It was totally dark, and continued so a long time while they walked on, perceptibly downward, over the smooth, hard way.
The sombre sounds grew louder and louder about them. The echoing, the peals of thunder, the ringing of bells—all these overwhelmed now the babbling of the water.
In the distance the light was shining—a grey twilight, pale as the misty morning. The day shone in, making the wet stones glimmer with a feeble sheen. A tumultuous noise now penetrated the rocky passage, and the screaming and bellowing of the wind-storm greeted the ear.
Soon they were standing outside, in sombre daylight. There was nothing to be seen save a desolate heap of mighty rocks, grizzly and water-stained. No plant—not a blade of grass—was growing in its midst.
Just before them an angry sea was roaring and raving, casting great breakers upon the strand. Once in a while Johannes saw the white foam tossing high. Great, quivering flakes were torn away by the storm, and driven from rock to rock.
Iron-grey clouds, in ragged patches, were chasing along the heavens, transforming themselves as they sped. They scudded close to the boiling sea, and the white foam torn from the mighty breakers seemed almost to touch them. The earth trembled as the waves broke on the rocks, and the wind howled and shrieked and whistled amid the uproar, like the baying of a dog at the moon, or the yell of a man in desperation.

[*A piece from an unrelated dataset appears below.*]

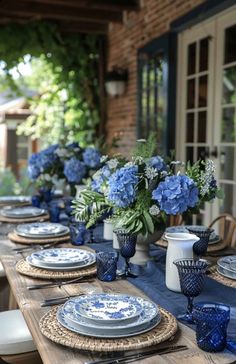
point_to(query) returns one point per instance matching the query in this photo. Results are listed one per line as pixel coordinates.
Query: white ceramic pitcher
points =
(180, 246)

Wherever the dark clouds were torn apart an alarmingly livid night sky was exposed.
Oppressed by the high wind, blinded by the spray, Johannes sought shelter with Wistik in the lee of a rock, and looked away, over the open country.
It appeared to be evening. Over the sea, but at the extreme left, where Johannes had never seen it, the sunlight was visible. For one instant the face of the sun itself could be seen—sad, and red as blood—not far from the horizon. Beneath it, like pillars of glowing brass, the rays of light streamed down to rest upon the sea.
And now and then, on the other side, high up in the ashen sky, appeared the pale face of the moon—deathly pale, hopelessly sad, motionless and resigned—in the midst of the furious troop of clouds.